Autodiff
Structs and types
NNJulia.Autodiff.AbstractTensor
— TypeAbstractTensor
This type is used to counter the circular dependency between TensorDependency and Tensor.
NNJulia.Autodiff.TensorDependency
— TypeTensorDependency(tensorDep::AbstractTensor, gradFunction::Function)

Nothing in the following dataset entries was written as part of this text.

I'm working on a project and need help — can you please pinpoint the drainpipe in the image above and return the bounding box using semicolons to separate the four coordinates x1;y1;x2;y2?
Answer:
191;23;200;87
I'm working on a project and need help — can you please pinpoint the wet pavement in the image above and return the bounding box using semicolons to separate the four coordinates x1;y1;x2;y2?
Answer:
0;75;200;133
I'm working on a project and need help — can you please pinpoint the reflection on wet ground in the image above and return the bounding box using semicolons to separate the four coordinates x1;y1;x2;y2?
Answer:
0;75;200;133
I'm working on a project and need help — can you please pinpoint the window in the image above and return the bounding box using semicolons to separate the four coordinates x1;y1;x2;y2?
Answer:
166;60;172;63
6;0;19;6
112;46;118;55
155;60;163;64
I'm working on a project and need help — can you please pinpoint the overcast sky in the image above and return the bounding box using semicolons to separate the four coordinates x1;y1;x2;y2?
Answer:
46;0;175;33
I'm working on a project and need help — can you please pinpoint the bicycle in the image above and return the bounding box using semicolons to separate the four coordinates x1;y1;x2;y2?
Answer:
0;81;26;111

This struct represents the dependence of a tensor. This is used to keep track of the tensor's dependencies. For example, if a tensor is made up by the sum of 2 other tensor, this tensor will have 2 TensorDependency object in it's list of dependency. This struct also stores the derivative of the operation linking the dependencies, to be able to compute the gradient of the resul tensor, with respect to the dependencies.
Fields
- tensorDep: The tensor dependence
- gradFunction: This function is used to compute the gradient of the tensor that depends on TensorDep, with respect to the dependencies.
NNJulia.Autodiff.Tensor
— TypeTensor(data::T, gradient::Union{T,Nothing}, dependencies::Union{Vector{TensorDependency},Nothing}, requires_grad::Bool) where {T<:Union{AbstractArray,Float64,Int64}}
Tensor(data::T, requires_grad::Bool=false) where {T<:Union{AbstractArray,Float64,Int64}}
Tensor(data::T, gradient::Union{T,Nothing}) where {T<:Union{AbstractArray,Float64,Int64}}
Tensor(data::T, dependencies::Union{Vector{TensorDependency},Nothing}) where {T<:Union{AbstractArray,Float64,Int64}}
This mutable struct represents a Tensor, it is a scalar or an array that supports gradient computation
Fields
- data: The data contained in the tensor as a scalar or an array
- gradient: A gradient with respect to this tensor
- dependencies: A list that contains the tensors on which the current tensor depends
- requires_grad: Boolean which indicates if the gradient has to be computed for this tensor
Methods for the gradient
NNJulia.Autodiff.backward!
— Functionbackward!(t::Tensor, incomingGradient::Union{T,Nothing}=nothing) where {T<:Union{AbstractArray,Float64,Int64}}
Backpropagate a gradient through the auto differenciation graph by recurcively calling this method on the tensor dependencies. The gradient don't need to be specified if the current tensor is a scalar
NNJulia.Autodiff.handle_broadcasting!
— Functionhandle_broadcasting!(t::Tensor, gradient::T) where {T<:Union{AbstractArray,Float64,Int64}}
Used to support gradient computation with broadcast operations made with broadcasted operators
First, sum out the dims added by the broadcast operation, so that the gradient has the same dimensions of the tensor. To compute the gradient when a dimension is added by the broadcast operation, the gradient is summed along the batch axis (the dimension added). This will handle this example : [1 2 ; 3 4] .+ [2,2] = [3 4; 5 6]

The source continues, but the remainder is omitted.